そんなはずはない。俺に全くの力がなければ、この現実を受け入れることもできたのだろう。
しかし、そうじゃない。俺には力がある。ドロップという心強い仲間がいてくれる。
「ッ、凄い熱だ……」
――兄貴の反対を押し切って、海を渡り、小舟に辿り着いた。
荒れる海を歩くという初めての実験は上手く行った。気を失っているように見えた男にも、息はあった。
その胸が大きく膨らんではしぼんで、何とか生きようとしていると分かった。
しかし、こうして抱えてみると、あまりにも体温が高い。酷い熱、この大雨、すぐに安静にしてやらないと命に関わる。
『ロバート! どうするの?!』
ドロップの悲鳴が聞こえる。それもそうだ。
だって小舟に辿り着いた直後に、巨大な蛇のような触手が海を割ってせりあがってきたのだから。

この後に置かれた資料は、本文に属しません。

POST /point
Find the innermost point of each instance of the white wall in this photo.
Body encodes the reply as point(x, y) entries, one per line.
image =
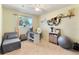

状況は最悪だった。俺たちの船と辿り着いた小舟、その間を断つように触手は構え、こちらを狙ってきている。
「蹴り上げるぞ……ッ! ドロップ!!」
『分かった――!!』
曇天に届くように振り上げられた触手は、こちらを狙い振り下ろされた。
だから俺は助けた男を抱えながら、小舟から飛び退き、さらに水を蹴り上げた。
ドロップの力を借りながら、水を操ることで小舟を迫る触手への盾とした。
「……ほんと、お前といて良かったわ。ドロップ」
『いいから走る! 逃げる! 走る!』
仲間たちとは真逆の方向になってしまうが、走るしかあるまい。
それはドロップの言うとおりだ。幸い、この先には島が見えている。
あの場所までなら、走り切れるはずだ……!!
「……キツいな、これ!」
意識のない人間を抱えて走るということが、こんなに辛いとは。
けれど、こいつの異様に高くなっている体温を感じると、本当に命懸けなのだと実感する。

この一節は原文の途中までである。